If GPs are contracted in to a medical scheme network, they might be pressurised to recommend cheaper treatment options and medications, say SA health bodies.
The Board of Healthcare Funders (BHF) and the IPA Foundation (IPAF) is extremely concerned at the comments made recently by the Health Professions Council of South Africa concerning Designated Service Providers (DSPs).
The HPCSA recently released a statement to the effect that healthcare practitioners should be cautious when concluding designated service provider (DSP) agreements with medical schemes as the medical schemes attempted to reduce costs by applying pressure on practitioners within a DSP network to prescribe medication or recommend treatment options, when other more appropriate, albeit more expensive, options were medically indicated and readily available.
Pushing healthcare costs down
In the current environment where there are no regulated tariffs for healthcare procedures, the ability for medical schemes to contract with DSPs is an important mechanism to moderate the uncertainty relating to cost of healthcare. Without this, medical scheme patients could be faced with unaffordable co-payments which will impact on their access to quality health care. DSP contracted providers agree to service patients within defined parameters and costs.
Medical scheme formularies (the list of medicines covered by schemes) are compiled in consultation with healthcare practitioners in order to manage efficiency and to ensure that the healthcare rand is optimally spent. The formulary does not dictate what a doctor may prescribe but is a guide as to what will be covered by the scheme.

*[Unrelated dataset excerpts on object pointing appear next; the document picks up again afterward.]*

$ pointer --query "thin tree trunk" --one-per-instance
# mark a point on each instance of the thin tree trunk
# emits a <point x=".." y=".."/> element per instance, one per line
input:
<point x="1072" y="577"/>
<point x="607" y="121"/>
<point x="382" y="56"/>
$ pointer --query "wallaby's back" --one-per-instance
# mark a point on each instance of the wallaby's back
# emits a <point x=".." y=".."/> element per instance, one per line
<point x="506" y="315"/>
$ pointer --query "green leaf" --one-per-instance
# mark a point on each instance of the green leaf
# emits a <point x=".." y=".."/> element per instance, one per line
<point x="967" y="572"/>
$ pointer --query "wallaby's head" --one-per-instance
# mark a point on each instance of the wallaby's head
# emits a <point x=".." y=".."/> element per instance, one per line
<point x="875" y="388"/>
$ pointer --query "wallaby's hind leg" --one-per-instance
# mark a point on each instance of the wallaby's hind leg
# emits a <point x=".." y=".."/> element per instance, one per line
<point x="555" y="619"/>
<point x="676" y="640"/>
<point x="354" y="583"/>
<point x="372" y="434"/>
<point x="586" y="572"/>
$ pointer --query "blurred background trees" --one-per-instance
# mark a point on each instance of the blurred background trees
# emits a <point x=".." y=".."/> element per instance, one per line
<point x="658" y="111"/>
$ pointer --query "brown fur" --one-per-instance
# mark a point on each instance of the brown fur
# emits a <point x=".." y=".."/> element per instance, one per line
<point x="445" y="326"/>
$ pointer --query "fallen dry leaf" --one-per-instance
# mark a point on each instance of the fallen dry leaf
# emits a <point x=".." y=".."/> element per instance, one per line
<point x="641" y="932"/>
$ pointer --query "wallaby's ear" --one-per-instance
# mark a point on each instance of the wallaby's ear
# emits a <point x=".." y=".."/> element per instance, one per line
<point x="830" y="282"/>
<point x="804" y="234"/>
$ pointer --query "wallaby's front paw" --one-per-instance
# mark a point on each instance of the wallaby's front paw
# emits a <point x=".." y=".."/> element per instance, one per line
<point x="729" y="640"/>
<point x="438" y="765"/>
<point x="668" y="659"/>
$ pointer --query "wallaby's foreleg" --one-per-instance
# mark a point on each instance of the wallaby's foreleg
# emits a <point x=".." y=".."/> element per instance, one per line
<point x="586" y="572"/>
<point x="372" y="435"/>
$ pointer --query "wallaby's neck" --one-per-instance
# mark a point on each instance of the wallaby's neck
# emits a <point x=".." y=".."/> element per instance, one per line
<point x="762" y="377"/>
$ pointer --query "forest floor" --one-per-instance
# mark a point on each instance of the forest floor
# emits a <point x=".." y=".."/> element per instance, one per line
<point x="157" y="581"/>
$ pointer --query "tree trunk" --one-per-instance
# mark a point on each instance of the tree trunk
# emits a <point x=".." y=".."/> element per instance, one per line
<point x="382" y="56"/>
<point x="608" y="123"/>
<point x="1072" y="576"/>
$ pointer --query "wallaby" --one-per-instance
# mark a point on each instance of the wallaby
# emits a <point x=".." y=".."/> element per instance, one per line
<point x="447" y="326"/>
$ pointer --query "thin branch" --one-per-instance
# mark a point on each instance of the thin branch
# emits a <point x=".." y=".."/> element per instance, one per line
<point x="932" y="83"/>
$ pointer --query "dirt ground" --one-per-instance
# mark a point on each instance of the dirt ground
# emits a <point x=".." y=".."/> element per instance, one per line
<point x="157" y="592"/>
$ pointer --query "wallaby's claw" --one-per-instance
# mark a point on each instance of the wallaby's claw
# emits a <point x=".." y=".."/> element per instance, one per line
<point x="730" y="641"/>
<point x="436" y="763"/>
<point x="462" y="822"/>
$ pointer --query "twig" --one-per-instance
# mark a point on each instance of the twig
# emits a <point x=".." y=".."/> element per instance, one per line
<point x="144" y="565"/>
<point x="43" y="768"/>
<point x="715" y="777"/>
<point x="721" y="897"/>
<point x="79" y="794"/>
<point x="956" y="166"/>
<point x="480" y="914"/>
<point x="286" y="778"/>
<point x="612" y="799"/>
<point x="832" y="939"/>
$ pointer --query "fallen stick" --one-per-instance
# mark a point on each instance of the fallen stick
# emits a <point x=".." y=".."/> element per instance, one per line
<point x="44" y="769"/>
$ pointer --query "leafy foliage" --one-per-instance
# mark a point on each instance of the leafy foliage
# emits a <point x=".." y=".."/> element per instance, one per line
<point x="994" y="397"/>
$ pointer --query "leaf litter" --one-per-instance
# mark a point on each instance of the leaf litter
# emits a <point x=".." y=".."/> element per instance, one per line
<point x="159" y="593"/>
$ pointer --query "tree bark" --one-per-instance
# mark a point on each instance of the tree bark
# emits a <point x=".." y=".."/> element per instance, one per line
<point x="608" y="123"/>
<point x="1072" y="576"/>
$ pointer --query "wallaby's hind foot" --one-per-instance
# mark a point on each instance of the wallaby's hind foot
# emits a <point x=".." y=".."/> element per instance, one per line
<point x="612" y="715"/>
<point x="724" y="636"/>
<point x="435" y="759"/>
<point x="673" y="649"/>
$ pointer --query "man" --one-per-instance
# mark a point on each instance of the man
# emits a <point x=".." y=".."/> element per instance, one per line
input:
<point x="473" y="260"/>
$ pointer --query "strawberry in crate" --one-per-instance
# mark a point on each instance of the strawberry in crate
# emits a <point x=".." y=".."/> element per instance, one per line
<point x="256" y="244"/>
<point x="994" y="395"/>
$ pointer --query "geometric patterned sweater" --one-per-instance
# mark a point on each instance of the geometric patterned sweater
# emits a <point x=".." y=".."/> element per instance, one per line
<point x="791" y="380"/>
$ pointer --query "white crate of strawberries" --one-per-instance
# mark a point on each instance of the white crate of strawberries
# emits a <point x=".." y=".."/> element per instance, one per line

The IPA Foundation supports responsible contracting between doctors in DSPs and schemes, based on widely accepted principles of fair competition, and embracing the “any willing provider” concept. Registered providers voluntarily subject themselves to peer profiling, peer review and mentoring, all of which are based upon the highest quality assurances, combined with reduction of unnecessary, and often wasteful down-stream costs. In return for this behaviour the providers qualify for an enhanced remuneration fee.
The IPA Foundation is attuned to both over-servicing, and under-servicing and is committed to the elimination of both together with the delivery of the highest quality medical services at all times by its GP supporters.
Both parties fully identify with the cautionary offered by Regulation 7(3) of the Ethical Rules of Conduct for practitioners registered under the Health Professions Act of 1974, which states that practitioners “shall not offer or accept any payment, benefit or material consideration which is calculated to induce him or her to act or not to act in a particular way not scientifically, professionally or medically indicated or to under-service, over-service or over-charge patients”.
The BHF and IPAF believe that the HPCSA and the CMS should engage with the Medical scheme industry and organised doctor groupings to find a solution to the HPCSA’s concerns.